II - as regras contendo a previsão da documentação mínima a ser exigida para atendimento ao disposto no art. 6º, observadas as normas legais pertinentes;

 

III - as regras acerca dos procedimentos para liberação de recursos ao beneficiário, ouvida a Secretaria de Estado da Fazenda.

Art. 9º - O valor contabilizado em favor do beneficiário do Programa Jovem do Futuro é de natureza pessoal e intransferível.

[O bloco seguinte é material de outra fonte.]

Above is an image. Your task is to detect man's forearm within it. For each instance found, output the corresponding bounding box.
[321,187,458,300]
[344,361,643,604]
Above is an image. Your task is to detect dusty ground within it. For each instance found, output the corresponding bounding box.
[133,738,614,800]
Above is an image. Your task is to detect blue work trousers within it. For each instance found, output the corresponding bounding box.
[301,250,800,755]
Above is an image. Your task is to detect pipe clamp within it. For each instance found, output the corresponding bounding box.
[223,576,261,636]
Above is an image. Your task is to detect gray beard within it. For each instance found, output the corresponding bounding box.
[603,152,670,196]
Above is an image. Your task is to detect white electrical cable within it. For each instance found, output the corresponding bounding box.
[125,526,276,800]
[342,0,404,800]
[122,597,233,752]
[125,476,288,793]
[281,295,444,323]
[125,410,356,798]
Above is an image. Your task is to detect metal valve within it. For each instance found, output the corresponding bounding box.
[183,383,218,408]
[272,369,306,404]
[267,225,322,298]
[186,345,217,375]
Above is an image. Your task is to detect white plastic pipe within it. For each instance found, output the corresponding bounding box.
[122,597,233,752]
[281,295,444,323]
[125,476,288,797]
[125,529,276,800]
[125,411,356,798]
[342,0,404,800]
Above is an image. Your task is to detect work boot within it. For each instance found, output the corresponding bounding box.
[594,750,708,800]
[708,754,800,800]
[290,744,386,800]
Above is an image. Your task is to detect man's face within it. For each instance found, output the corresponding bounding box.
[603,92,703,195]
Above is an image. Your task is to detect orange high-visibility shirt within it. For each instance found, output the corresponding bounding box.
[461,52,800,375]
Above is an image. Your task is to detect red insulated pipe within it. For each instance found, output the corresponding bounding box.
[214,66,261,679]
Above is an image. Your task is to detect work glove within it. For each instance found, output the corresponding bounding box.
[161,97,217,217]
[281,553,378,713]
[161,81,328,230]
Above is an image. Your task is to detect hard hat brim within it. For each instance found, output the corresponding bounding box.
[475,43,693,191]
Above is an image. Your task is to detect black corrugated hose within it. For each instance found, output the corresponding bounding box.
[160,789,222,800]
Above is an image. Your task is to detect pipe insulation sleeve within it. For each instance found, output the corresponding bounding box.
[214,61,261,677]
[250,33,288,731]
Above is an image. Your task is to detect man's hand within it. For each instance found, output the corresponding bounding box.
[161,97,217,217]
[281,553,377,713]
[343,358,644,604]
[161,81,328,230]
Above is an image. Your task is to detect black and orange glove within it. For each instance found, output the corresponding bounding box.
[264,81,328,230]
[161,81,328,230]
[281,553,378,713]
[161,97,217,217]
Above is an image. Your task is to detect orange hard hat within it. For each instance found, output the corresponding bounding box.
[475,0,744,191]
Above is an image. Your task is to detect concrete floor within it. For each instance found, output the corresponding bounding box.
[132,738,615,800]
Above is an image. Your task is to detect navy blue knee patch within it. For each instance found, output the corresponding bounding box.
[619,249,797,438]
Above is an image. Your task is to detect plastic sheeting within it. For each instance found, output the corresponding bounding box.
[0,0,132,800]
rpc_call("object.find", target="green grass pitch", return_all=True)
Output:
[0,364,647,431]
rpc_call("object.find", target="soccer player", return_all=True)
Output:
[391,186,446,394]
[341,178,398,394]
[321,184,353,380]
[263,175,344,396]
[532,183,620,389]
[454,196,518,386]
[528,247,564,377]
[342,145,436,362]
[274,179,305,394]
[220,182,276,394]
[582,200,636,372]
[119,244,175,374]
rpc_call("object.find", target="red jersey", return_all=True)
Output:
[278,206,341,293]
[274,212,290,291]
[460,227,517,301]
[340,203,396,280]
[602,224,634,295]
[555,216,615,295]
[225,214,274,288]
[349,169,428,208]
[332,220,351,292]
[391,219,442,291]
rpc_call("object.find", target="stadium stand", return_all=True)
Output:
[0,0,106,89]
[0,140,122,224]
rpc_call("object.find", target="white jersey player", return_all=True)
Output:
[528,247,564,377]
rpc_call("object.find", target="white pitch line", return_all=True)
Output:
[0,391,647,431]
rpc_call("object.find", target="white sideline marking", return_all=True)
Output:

PLENÁRIO DA ASSEMBLÉIA LEGISLATIVA DO ESTADO DO CEARÁ, 29 de Março de 2007.

 

 

Carlomano Marques

Deputado Estadual

PMDB

 

 

 

Justificação:

 

 

O presente Projeto de Indicação tem como objetivo fundamental estimular não apenas a matricula do jovem no ensino médio público, mas sim a conclusão satisfatória desse curso pelo mesmo, além de impedir o aumento do índice da criminalidade juvenil existente em nosso Estado.

 

A Constituição Federal de 1988, em seu art. 205, consagra:

 

“ Art.205. A educação, direito de todos e dever do Estado e da Família, será promovida  e incentivada com a colaboração  da sociedade, visando ao pleno desenvolvimento da pessoa, seu preparo para o exercício da cidadania e sua qualificação para o trabalho.” ( GRIFOS).     

 

O mesmo postulado encontra – se encartado em nossa Constituição Estadual, em seu art. 215, que dispõe:

 

“ Art.215. A educação, baseada nos princípios democráticos, na liberdade de expressão, na sociedade livre e participativa, no respeito aos direitos humanos, é um dos agentes do desenvolvimento, visando à plena realização da pessoa, seu preparo para o exercício da cidadania e sua qualificação para o trabalho, contemplando o ensino as seguintes diretrizes básicas:

 

I - igualdade de condições para o acesso e permanência na escola;

II - pluralismo de idéias e concepções pedagógicas e coexistência de instituições públicas e privadas de ensino;

 

III - gratuidade do ensino público em estabelecimentos oficiais;

 

*IV - valorização dos profissionais do ensino com planos de carreira, na forma da lei, para o magistério público, com piso salarial profissional e ingresso exclusivamente por concurso público de provas e títulos, assegurada a isonomia salarial para docentes em exercício, com titulação idêntica, respeitando-se o grau de ensino em que estiver atuando;

 

V - gestão democrática da instituição escolar na forma de lei, garantidos os princípios de participação de representantes da comunidade;

 

VI - garantia de padrão de qualidade;

 

VII - formação de seres humanos plenamente desenvolvidos, capazes de compreender os direitos e deveres da pessoa, do cidadão, do Estado e dos diferentes organismos da sociedade;

 

VIII - fortalecimento da unidade nacional e da solidariedade internacional, assim como a preservação, a difusão e expansão do patrimônio cultural da humanidade;

 

IX - preparação dos indivíduos para o domínio dos recursos científicos e tecnológicos, que permitem utilizar as possibilidades do meio em função do bem comum;

 

X - currículos voltados para os problemas brasileiros e suas peculiaridades regionais;

 

XI - ensino religioso facultativo;

 

XII - liberdade de organização dos alunos, professores, funcionários e pais de alunos, sendo facultada a utilização das instalações do estabelecimento de ensino para atividade das associações.” ( GRIFOS).

 

Consoante se observa, o pleno desenvolvimento do homem como cidadão só pode ser alcançado através de investimentos e incentivos na educação pública, valorizando tanto o corpo docente, como o discente. 

 

Infelizmente, a realidade da educação pública em nosso Estado não difere dos demais,  deixando muito a desejar, na medida em que não se consegue segurar os jovens nas salas de aula.

 

É preciso uma política que incentive, cative o jovem, direcionando – o ao caminho da instrução, e esse esforço pode e deve ser feito pelo Estado, utilizando, se necessário, de todos os instrumentos disponíveis.

 

Atualmente o jovem do ensino público, quando matriculado, limita- se, na maioria das vezes a frequentar as aulas, tamanho o  seu desinteresse e falta de pespectiva.

 

É justamente nesse ponto que o Projeto em apreço vem a contribuir de forma significativa, pois além de estimular o jovem do ensino médio a matricular – se na escola pública, garante que o mesmo concluirá o ano letivo com real aproveitamento em seu  aprendizado.

 

 

PLENÁRIO DA ASSEMBLÉIA LEGISLATIVA DO ESTADO DO CEARÁ, 29 de Março de 2007.